Espoo Museum of Modern Art

14.11.2012 - 27.01.2013

No Smoke, No Dirt, No Work / Lithographic posters from Great Britain 1890–1940

The exhibition “Lithographic posters from Great Britain 1890–1940” presents 100 fascinating posters from the time when the modern poster was born and became a visible part of public urban spaces. The exhibition offers diverse insights into poster art as a product of modern consumer society – a phenomenon that seamlessly combines art and design with social change, propaganda, commercialism and humour.

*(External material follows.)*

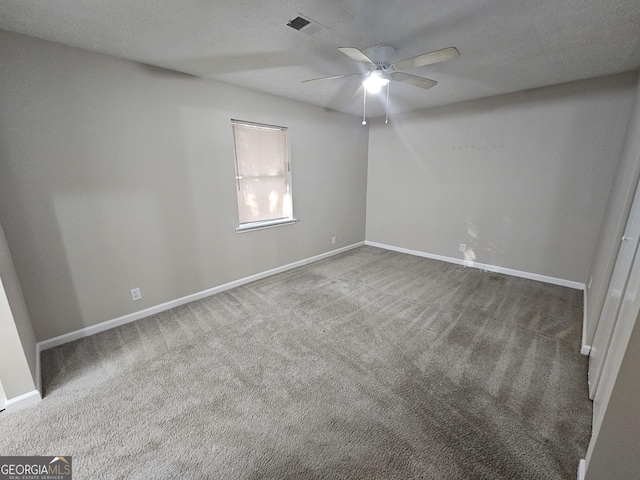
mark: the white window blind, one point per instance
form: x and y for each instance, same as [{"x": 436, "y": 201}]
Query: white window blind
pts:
[{"x": 262, "y": 175}]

The exhibition consists of three parts:
•the birth and rise of British poster art from 1890 to 1930
•public transport posters in London and
•Shell posters in the 1930s.

The British posters are from the collections of the Pushkin State Museum of Fine Arts in Moscow. The curator of the exhibition is Irina Nikiforova from the Pushkin Museum.

From Moscow to EMMA

How did 100 British posters and more than 2,000 European and American posters end up in the Pushkin State Museum of Fine Arts? The years of the revolution inspired people in Russia to collect Western posters in the 1920s. Moscow had become the centre of the Russian avant-garde in the early 1900s, and artists and collectors contributed to the dramatic social change and radicalisation in Russia.

The first Western lithographic posters were acquired by the State Museum of New Western Art in 1926 from an exhibition of Western revolutionary art. The museum continued to collect foreign posters in the 1930s. Private collectors also contributed to its collection. In 1948, Stalin closed down the State Museum of New Western Art, and more than 2,000 lithographic posters were secretly rushed to the Pushkin Museum, along with an extensive collection of old graphics.

From a post of the Royal Mail to a modern poster

In the English language, the word “poster” originally referred to an important announcement, a “post” – a concise written message delivered by the Royal Mail around England. When England became the leader in advertising art in the early twentieth century, this concise and often pithy form of communication was reflected in the clear, slogan-like and often humorous expression in modern British posters.

Poster art and the use of posters began to develop in Europe in the 1860s. Lithography as a printing method had been created in the late eighteenth century, but poster art had existed to a small extent even before that. The further development of lithography and particularly printing in colour made large and inexpensive proof runs possible in the 1860s. By the end of the nineteenth century, poster art had developed into a form of public art and an everyday part of the streetscape.

The high level of printing technology, the development of commercial advertising, readily available markets and organised advertising agencies enabled England to become the world leader in poster art in the early twentieth century. At the same time, new art institutes produced diversely skilled artists who were able to create modern posters in which texts were seamlessly integrated with images.